The characters are entertaining, the writing is never dull. There are even a couple of good horror moments thrown in there for good measure.

Alan Baxter seems to be a hugely versatile writer.  With the exception og the Gulp and the Fall (which are similar for very obvious reasons) all his books have felt very different to each other.  And all equally good.

This is crying out to be filmed. It would make such a great new franchise. Exotic locations and exciting action that feels original. In the meantime, it’s a great book and I can’t wait to read the sequel.

I bought the full trilogy signed direct from Alan himself through his website 

Alan Baxter - Warrior Scribe - Horror, dark fantasy, and weird fiction from multi-award-winning author, Alan Baxter.

Please do the same, let's not give Mr Bezos any more than we have to.

Tuesday 3 October 2023

Number 62 - The Good Earth - Pearl S Buck

 This month's book group read was this relatively obscure novel from 1930. Pearl Buck grew up in China, the child of missionaries, and spent most of her life there. She taught in Chinese universities when she wasn't writing. As she says on the back cover of this rather old penguin edition, her chief pleasure  and interest had always been people, and since she lived amongst the Chinese, Chinese people.

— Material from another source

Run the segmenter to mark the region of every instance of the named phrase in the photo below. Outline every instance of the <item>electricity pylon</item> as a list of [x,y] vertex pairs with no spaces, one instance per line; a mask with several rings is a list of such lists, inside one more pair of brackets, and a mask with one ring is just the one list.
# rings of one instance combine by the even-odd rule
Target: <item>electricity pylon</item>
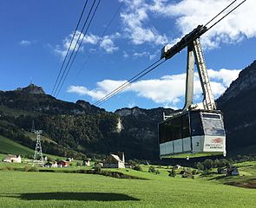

This is a story of the Chinese, told in microcosm through the story of a farmer Wang Lung. Wang Lung was a peasant who bought a slave girl from a local great house to be his bride.  The bride, O-lan, sorts his house out, bears him lots of children, and her decisions are instrumental in his rags to riches story. 

I'm sure there are a lot of parallels and references I don't understand since my knowledge of Chinese history is sketchy at best.

This covers the life of the farmer from a desperately poor peasant in his twenties, working his fields, to his dotage as a very old man.  In that time he deals with droughts, villainous relatives, second wives and moody offspring.

What is quite disturbing in this book is the attitudes towards women.  If this was written by a man it would be somewhat unbelievable, but since it isn't, it's worrying how close, historically  speaking, this book is set. O-Lan is directly responsible for Wang-Lung's success.  All the decisions that instigate his rise in society come from her.

But he treats her like a slave and only shows concern when she falls ill. And then it's mainly worry about who will clean and tidy. he still criticises her for having too big feet.

The writing in the book makes no judgements on any of the characters though, even when Wang Lung starts cheating on his wife and spending all their money on his new woman. The writing remains impartial and arguably quite dry. The reader is left to judge the characters based on their actions and Wang Lung is frequently frustrating.

Her missionary background shows through in the prose.  It frequently reads like the King James Bible- "And thus it came to pass..." and similar phrasing used throughout.

One distinct flaw in the book is a classic case of Women Writing Men, where the motivations she ascribes to Wang Lung are totally unbelievable with regards to his love life.

It may be that that is down to an allusion to Chinese history that I've missed entirely, but without lots of research, I have no way of knowing. And I do have a life outside of reading and writing this blog.

Another thing that bugged me was how many children she had for him.  Even when they were living for a year in a lean-to made of a half a dozen mats slung against the wall of a great house in a city in the south, she still fell pregnant. Where were they finding alone time? They already had at least two children living with them (and Wang Lung's decrepit father). This is especially strange given the revelation in chapter one that no person had seen Wang Lung unclothed for several years. It seems that his shyness must have evaporated somewhere down the line.

This is an absorbing and interesting (if occasionally frustrating) read throughout. I'm glad I read it and I'm tempted to find the sequels.

It's available from most good bookshops and online in much more recent versions.  Although this edition does win the best smelling book I've read this year by a country mile.